Le message derrière les images
Derrière les photographies de l’artiste se cachent, comme dans ses rêves, des messages, des jeux de miroir jamais vraiment hasardeux. Cela s’explique d’abord dans sa manière de les composer, puisque Youssef Nabil reprend les techniques des anciens studios photographiques du Caire, où les portraits étaient peints à la main. Cet ajout de couleur apporte une dimension onirique, métaphorique. Plus que des messages décimés, ce sont des dialogues qui s’opèrent, parfois de manière inconsciente, avec les œuvres de l’artiste et des peintures existantes. « Par exemple, lorsque l’on met en regard le clair de lune d’Harrison et No One Knows But the Sky, il est très peu probable que Youssef ait consciemment pensé à cette œuvre au moment de créer sa photographie. Pourtant, les correspondances sont frappantes », explique Nicolas Gausserand.

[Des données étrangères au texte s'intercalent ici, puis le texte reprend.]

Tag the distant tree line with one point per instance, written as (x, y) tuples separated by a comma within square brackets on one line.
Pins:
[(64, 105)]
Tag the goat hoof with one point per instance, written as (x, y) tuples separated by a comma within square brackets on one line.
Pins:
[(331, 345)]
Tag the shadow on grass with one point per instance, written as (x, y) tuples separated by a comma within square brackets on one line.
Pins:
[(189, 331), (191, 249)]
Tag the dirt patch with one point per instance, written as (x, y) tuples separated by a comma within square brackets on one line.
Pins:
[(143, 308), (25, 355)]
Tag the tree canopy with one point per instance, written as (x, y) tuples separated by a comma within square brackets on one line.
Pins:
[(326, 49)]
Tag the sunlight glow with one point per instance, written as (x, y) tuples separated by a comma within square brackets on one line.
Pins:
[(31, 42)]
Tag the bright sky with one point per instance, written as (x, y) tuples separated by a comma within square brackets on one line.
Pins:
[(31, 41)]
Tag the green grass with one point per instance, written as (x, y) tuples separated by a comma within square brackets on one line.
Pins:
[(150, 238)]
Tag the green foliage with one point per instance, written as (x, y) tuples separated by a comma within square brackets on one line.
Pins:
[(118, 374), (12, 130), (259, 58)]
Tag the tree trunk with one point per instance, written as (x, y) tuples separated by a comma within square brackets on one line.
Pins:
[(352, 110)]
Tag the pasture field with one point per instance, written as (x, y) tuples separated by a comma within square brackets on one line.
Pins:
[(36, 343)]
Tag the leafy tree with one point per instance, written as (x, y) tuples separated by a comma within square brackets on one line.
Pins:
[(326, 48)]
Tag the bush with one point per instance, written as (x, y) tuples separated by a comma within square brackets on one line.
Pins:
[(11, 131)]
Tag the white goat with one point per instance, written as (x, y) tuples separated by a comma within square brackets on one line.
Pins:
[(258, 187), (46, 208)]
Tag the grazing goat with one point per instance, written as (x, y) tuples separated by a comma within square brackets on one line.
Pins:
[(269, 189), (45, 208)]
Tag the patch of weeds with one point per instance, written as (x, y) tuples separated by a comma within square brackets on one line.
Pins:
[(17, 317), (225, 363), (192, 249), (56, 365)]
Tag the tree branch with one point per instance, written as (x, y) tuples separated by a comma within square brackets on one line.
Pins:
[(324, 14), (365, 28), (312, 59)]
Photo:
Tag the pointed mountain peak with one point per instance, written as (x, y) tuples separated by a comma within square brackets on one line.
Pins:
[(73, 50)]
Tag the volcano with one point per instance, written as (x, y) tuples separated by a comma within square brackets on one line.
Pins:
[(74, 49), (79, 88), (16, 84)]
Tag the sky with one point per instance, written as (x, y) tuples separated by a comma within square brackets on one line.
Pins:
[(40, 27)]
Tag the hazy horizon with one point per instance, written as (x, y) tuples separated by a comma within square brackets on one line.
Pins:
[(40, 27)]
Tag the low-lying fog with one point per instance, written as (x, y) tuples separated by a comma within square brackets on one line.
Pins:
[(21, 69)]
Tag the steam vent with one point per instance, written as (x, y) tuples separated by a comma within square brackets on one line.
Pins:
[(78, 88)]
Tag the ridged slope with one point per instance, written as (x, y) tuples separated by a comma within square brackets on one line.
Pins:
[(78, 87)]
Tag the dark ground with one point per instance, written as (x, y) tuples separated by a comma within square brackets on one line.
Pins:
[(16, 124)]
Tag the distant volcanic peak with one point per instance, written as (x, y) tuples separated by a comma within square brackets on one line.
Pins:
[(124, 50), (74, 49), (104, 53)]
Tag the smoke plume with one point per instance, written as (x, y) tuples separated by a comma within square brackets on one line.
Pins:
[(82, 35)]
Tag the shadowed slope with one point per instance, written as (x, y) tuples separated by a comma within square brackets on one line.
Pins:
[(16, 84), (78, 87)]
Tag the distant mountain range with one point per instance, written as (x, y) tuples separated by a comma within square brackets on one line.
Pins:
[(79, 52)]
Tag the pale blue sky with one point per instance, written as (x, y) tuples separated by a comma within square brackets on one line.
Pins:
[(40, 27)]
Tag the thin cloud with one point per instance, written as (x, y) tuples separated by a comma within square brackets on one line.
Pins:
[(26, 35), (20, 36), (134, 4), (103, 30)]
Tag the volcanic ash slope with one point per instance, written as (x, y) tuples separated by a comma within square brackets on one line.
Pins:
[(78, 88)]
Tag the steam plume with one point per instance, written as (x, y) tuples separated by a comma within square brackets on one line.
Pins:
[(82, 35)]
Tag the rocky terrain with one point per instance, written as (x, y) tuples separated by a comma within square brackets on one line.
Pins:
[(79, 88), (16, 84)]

Plus loin encore se cache, derrière les créations de Youssef Nabil, quelque chose qui relierait tout : le rêve, mais aussi les notions de spiritualité, de mysticité et d’au-delà. « Quand on rapproche certains de ses autoportraits aux œuvres d’Odilon Redon et notamment celle du Sommeil de Caliban, les correspondances deviennent évidentes. Pourtant, elles ne sont pas toujours conscientes. L’exposition reprend le motif [du rêve] et le prolonge. C’est d’ailleurs ce qui a inspiré son titre : De rêver encore. Cette expression est empruntée à La Tempête de Shakespeare. À la fin d’un célèbre monologue, Caliban dit qu’à son réveil, il pleurerait “de rêver encore”. Cette idée traverse toute l’œuvre de Youssef Nabil. »

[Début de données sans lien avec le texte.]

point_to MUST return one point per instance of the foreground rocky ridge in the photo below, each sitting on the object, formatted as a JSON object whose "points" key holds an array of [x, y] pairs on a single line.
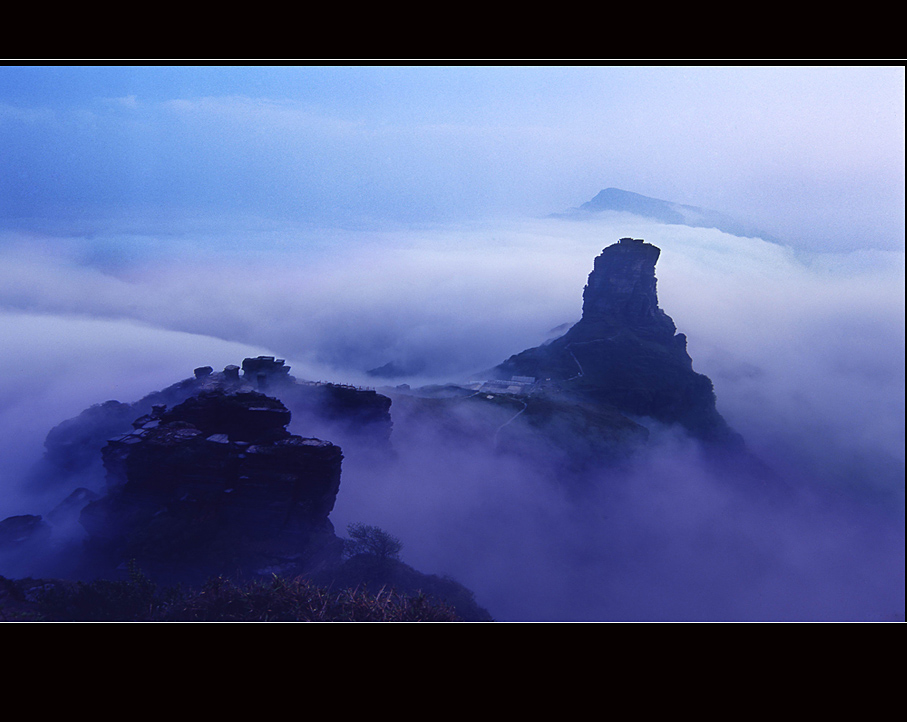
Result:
{"points": [[208, 477], [625, 352]]}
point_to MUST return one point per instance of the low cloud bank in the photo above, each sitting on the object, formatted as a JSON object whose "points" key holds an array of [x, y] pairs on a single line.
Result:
{"points": [[806, 353]]}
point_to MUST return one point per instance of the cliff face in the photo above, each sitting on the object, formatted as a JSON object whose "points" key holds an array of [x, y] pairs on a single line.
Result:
{"points": [[216, 484], [625, 352]]}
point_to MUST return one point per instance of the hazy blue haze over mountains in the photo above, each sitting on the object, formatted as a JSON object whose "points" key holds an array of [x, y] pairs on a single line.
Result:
{"points": [[615, 199]]}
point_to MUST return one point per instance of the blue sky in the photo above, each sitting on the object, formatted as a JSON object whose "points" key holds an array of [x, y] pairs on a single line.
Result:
{"points": [[813, 154]]}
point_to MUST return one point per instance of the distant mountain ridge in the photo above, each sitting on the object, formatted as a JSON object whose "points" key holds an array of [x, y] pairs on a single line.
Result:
{"points": [[615, 199]]}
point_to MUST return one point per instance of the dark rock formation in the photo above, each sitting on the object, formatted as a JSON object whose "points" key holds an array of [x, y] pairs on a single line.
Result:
{"points": [[215, 485], [625, 352], [18, 531], [357, 419]]}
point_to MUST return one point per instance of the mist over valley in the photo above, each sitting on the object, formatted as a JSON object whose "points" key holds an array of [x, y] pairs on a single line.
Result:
{"points": [[492, 415]]}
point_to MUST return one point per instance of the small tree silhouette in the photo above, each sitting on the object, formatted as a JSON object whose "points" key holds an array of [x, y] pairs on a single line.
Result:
{"points": [[365, 539]]}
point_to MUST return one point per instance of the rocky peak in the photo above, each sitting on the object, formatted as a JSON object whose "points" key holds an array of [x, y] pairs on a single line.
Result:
{"points": [[625, 352], [621, 292]]}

Say Goodbye, self-portrait Alexandria, 2009
Tirage argentique coloré à la main, tiré en 2013, 50 x 75 cm Collection Pinault © Youssef Nabil.

No one knows but the Sky, 2019
Tirage argentique coloré à la main, 115 x 75 cm Collection particulière © Youssef Nabil.
Dans la mort, le renouveau
« La vie est un rêve, et je prends le rêve d’une manière très réelle, avoue le photographe, avant d’ajouter : je viens d’une culture où les rêves occupent une place très importante. En Égypte, il est courant de raconter ses rêves en famille au réveil et de leur accorder une signification. J’ai grandi avec l’idée que certains rêves peuvent porter des messages. Pour moi, c’est une fenêtre vers l’au-delà. Je ne vois pas la mort comme une tragédie, mais comme une réalité avec laquelle il faut apprendre à vivre. […] C’est peut-être aussi peut-être dû au pays d’où je viens, qui a construit des pyramides pour préparer l’après-vie, des lieux entiers dédiés à la mort. » Une conscience de la mort qui s’est révélée assez tôt à travers le 7e art. Petit, en regardant des films avec sa mère, Youssef Nabil comprend que les personnes qu’il voit à l’écran sont, pour la plupart, déjà mort·es, mais à l’image, apparaissent bien vivant·es. La mort, donc, cohabiterait toujours avec la vie. C’est quelque chose qui interpelle dans l’ensemble de ses images, cette idée d’ailleurs incertains, de paysages inconnus, à découvrir. Puis, certaines de ses mises en scène rappellent parfois celles de la photographie post-mortem, où les défunt·es photographié·es semblent simplement endormi·es, un voile les recouvrant pudiquement.
Il apparaît alors clairement pour Youssef Nabil que nous sommes tous·tes, dans ce monde, que de simples visiteur·ses, en transit quelque part, allant autre part. Nous habitons de façon singulière et passagère notre réalité. Un peu comme ces oiseaux qu’il photographie, brassant l’air, s’élançant à plusieurs dans le vent, vers un coucher de soleil étourdissant, un peu désaxé. Des oiseaux, comme des symboles de nos disparu·es, qui nous montreraient peut-être la voie, nous guideraient pour aller de l’avant, vers l’horizon, sans crainte. Nous inviteraient à rêver encore, toujours un peu plus fort, jusqu’à l’autre monde, celui où tout (re)commencerait enfin.